I am ready to buy by CAI for my 2006 GOAT. Any care to comment on the experience they have had, good or bad with the ones they have purchased?


----------



## UdnUdnGTO (Jan 30, 2006)

:cheers Lingenfleter, ain't cheap, but sure is nice. Easy self-install. Besides, most tuners shake in their boots when you mention the name. Kinda cool.


----------



## Robertr2000 (Mar 25, 2006)

Bagpiper said:


> I am ready to buy by CAI for my 2006 GOAT. Any care to comment on the experience they have had, good or bad with the ones they have purchased?

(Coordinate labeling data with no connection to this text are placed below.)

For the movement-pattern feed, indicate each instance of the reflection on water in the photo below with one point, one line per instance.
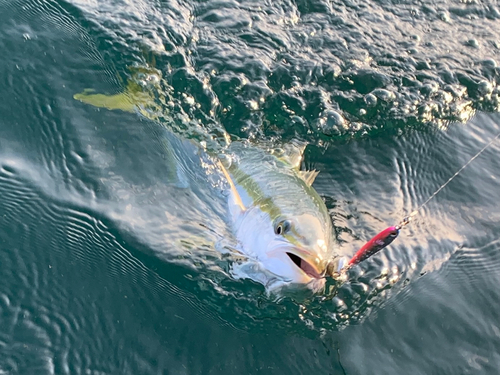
(113, 229)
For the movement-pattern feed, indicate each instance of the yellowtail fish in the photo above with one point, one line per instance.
(281, 224)
(279, 220)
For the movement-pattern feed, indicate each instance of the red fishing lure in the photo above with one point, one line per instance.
(376, 244)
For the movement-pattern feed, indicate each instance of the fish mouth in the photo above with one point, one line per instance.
(305, 266)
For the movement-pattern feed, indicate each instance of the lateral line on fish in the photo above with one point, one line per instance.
(237, 196)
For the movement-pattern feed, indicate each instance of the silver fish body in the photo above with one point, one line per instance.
(279, 220)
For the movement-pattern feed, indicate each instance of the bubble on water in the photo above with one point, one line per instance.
(489, 63)
(331, 123)
(484, 87)
(370, 100)
(384, 95)
(444, 16)
(474, 43)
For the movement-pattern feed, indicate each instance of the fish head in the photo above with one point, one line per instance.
(295, 248)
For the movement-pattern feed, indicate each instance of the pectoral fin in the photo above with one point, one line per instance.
(237, 203)
(120, 101)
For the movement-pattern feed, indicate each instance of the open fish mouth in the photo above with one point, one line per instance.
(306, 267)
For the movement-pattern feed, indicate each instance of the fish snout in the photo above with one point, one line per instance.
(309, 263)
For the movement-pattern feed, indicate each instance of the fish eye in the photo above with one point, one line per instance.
(282, 227)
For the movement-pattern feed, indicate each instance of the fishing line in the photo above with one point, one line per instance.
(388, 235)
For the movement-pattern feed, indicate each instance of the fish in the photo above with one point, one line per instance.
(280, 223)
(279, 219)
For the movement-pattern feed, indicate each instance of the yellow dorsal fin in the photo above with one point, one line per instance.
(236, 195)
(308, 176)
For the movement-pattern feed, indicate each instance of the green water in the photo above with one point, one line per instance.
(110, 228)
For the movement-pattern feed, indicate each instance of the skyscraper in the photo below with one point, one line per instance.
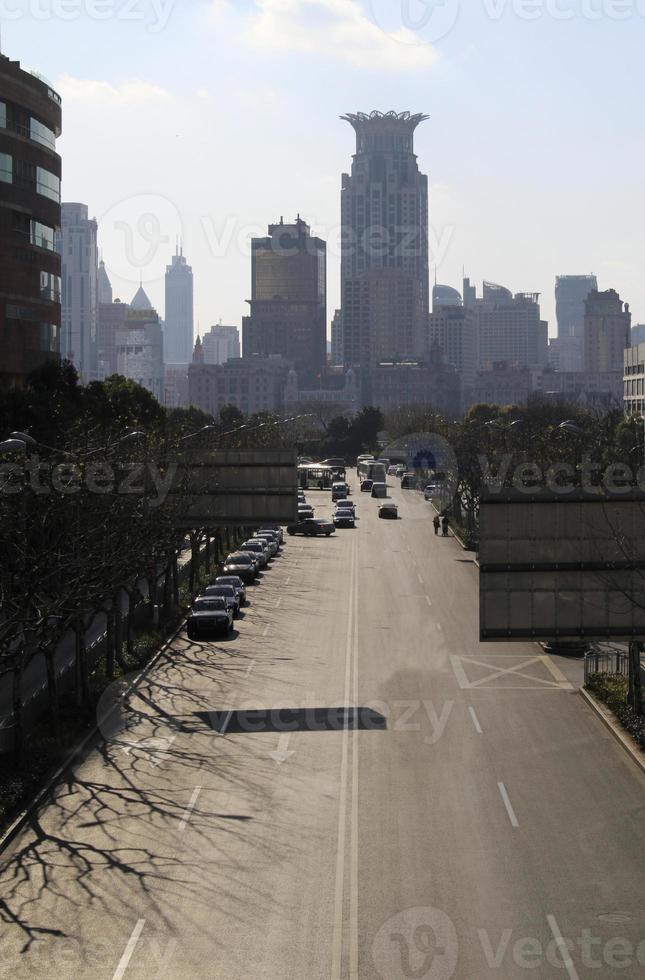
(384, 259)
(77, 245)
(570, 295)
(179, 318)
(30, 215)
(289, 298)
(607, 327)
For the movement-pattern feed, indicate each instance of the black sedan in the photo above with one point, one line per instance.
(209, 616)
(312, 527)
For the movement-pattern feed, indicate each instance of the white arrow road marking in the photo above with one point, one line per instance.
(282, 753)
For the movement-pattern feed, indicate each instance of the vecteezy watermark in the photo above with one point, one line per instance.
(415, 21)
(153, 14)
(418, 942)
(137, 234)
(144, 480)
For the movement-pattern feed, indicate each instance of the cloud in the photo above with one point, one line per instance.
(334, 29)
(134, 92)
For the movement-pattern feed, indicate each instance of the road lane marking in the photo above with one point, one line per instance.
(509, 806)
(189, 809)
(337, 942)
(124, 962)
(478, 727)
(569, 965)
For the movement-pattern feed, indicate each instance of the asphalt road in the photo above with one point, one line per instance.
(350, 787)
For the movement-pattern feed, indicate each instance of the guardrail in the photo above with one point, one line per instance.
(606, 662)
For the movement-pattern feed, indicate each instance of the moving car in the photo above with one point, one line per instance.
(243, 565)
(237, 584)
(344, 517)
(259, 549)
(388, 509)
(312, 527)
(209, 616)
(226, 592)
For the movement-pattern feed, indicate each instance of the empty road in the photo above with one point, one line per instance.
(352, 787)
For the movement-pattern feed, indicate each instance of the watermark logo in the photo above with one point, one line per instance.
(420, 943)
(137, 234)
(415, 21)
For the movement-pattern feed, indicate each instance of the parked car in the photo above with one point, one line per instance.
(243, 565)
(344, 517)
(209, 615)
(237, 584)
(312, 527)
(388, 510)
(259, 549)
(226, 592)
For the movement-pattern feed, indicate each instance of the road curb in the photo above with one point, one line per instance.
(18, 824)
(624, 738)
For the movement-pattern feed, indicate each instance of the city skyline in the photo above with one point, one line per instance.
(476, 166)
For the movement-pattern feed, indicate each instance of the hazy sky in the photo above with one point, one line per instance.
(212, 118)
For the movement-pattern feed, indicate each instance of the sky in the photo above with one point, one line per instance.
(209, 119)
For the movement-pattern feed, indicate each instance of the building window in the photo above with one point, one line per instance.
(42, 134)
(50, 287)
(6, 168)
(42, 236)
(48, 184)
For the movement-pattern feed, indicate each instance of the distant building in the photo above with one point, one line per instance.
(607, 331)
(337, 351)
(253, 384)
(571, 293)
(288, 305)
(179, 313)
(220, 344)
(139, 348)
(341, 392)
(508, 328)
(452, 328)
(634, 380)
(384, 259)
(77, 244)
(104, 285)
(445, 296)
(30, 218)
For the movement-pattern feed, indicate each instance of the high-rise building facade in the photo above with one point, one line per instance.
(607, 335)
(77, 244)
(179, 316)
(384, 260)
(220, 344)
(288, 298)
(571, 293)
(30, 216)
(509, 328)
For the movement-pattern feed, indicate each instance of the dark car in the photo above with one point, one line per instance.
(344, 517)
(242, 564)
(209, 616)
(237, 584)
(226, 592)
(311, 527)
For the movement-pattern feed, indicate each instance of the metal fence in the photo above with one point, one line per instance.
(606, 662)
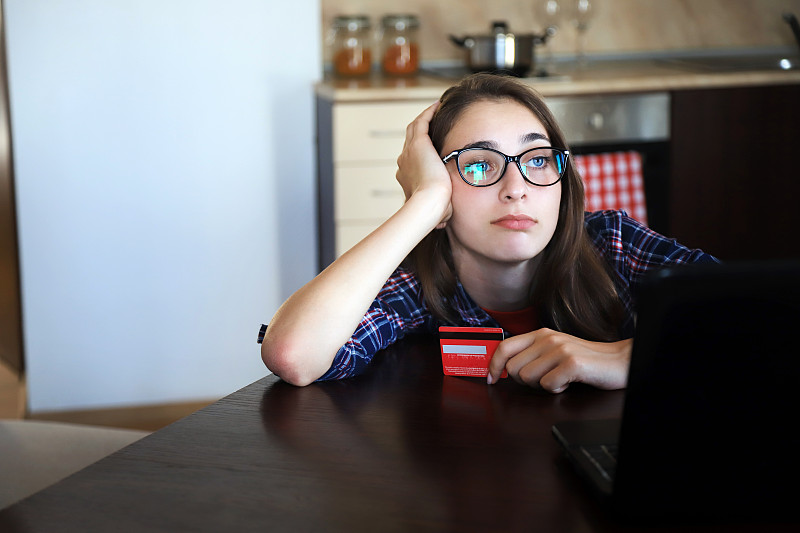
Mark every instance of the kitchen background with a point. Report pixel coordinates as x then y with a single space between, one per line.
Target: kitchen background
165 182
616 27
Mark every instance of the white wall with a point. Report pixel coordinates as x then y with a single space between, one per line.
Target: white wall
165 190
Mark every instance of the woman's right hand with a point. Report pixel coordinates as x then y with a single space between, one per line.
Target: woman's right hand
420 168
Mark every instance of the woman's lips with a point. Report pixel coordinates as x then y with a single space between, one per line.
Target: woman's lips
515 222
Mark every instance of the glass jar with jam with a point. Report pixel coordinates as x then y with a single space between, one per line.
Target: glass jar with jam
352 46
399 48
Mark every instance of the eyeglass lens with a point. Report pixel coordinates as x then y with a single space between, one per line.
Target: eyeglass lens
540 166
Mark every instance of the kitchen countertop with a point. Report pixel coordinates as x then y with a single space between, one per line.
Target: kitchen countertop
600 77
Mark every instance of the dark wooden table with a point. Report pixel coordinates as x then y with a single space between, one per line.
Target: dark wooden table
401 448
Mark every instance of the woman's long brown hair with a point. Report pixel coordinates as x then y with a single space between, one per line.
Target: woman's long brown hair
573 291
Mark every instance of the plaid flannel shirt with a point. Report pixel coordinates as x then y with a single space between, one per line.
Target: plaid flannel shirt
631 249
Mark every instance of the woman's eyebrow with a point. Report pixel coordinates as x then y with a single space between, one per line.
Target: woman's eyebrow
530 137
482 144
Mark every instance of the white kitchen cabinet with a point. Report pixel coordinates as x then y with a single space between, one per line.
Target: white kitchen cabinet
359 143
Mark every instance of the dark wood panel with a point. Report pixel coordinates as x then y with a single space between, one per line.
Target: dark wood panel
735 182
401 448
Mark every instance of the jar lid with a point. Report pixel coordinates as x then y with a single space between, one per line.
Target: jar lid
351 22
401 22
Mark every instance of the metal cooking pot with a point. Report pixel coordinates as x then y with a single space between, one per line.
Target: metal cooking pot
502 51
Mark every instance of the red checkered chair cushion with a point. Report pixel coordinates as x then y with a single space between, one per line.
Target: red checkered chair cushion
614 181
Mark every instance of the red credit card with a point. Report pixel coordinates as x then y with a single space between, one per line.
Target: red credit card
467 351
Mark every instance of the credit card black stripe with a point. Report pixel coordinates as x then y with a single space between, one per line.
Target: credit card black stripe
471 336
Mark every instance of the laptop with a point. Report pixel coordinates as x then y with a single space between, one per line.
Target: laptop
711 416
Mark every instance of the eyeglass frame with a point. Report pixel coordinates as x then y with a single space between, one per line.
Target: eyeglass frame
507 159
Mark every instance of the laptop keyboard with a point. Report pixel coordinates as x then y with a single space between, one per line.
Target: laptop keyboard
604 458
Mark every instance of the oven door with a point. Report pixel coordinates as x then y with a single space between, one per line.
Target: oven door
621 144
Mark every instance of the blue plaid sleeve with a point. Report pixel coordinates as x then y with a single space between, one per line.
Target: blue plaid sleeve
632 250
396 310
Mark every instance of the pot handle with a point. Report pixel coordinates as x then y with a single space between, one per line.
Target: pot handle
549 32
466 42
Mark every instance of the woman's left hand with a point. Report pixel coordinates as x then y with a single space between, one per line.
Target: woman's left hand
552 360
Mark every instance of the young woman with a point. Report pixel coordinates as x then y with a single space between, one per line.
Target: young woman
492 233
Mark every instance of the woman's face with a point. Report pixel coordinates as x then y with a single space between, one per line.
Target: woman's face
511 221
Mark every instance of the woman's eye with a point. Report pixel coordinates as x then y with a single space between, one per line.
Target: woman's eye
477 171
538 162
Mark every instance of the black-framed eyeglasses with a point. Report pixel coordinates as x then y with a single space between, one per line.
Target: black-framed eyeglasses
481 167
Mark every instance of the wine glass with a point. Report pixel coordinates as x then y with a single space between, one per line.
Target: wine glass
583 11
551 13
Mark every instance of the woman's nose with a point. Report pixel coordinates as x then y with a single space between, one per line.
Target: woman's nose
513 185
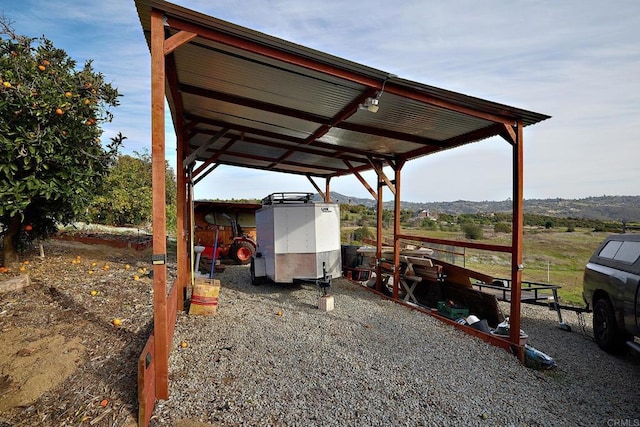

Volant has an 06 model, easy install, love mine.


----------



## svede1212 (Nov 1, 2005)

depends on what you're trying to accomplish with it. if it's mainly appearance i'd look at the copious amount of pictures in forums and pick the prettiest one. if it's street power i'd think twice and do some research. throw out the opinions of seat-of-the-pants and dyno numbers. you'll find more "feelings" than a woman has and scant knowlege of IAT numbers in real world driving conditions.


----------



## TexasRealtor (Oct 4, 2004)

Would you need a heat sheild? My SVT used to have heat soak issues.


----------



## svede1212 (Nov 1, 2005)

the engine bay as you may know is hot enough to fry an egg. high IATs (Intake Air Temperatures) cause the computer to pull timing advance and cause that dogginess you feel when it's hot out. "C"AIs that just have a MAF tube and filter dyno very well but suck up all the engine heat when the hood is closed. even shielded ones like the LPE are pulling air from the same place the stocker does (except they do have a $50 high flow filter which you just paid big $$$ for) and are less than optimal except at cruising speeds when IATs have a chance to come down. the sensor is another problem. it heat soaks and reacts slowly to temp changes. the under-the-fender DIY types require you to cut a hole in your engine bay fender (don't fret it, it's not that bad at all). the challenge of that system which is free of most engine bay heat is to shield it from re-ingesting the air blown from the radiator and having the sensor reflect what the air temp is doing in real time. i'm finally starting to get some converts to my solutions after some have realized that their system isn't working as well as it should...


----------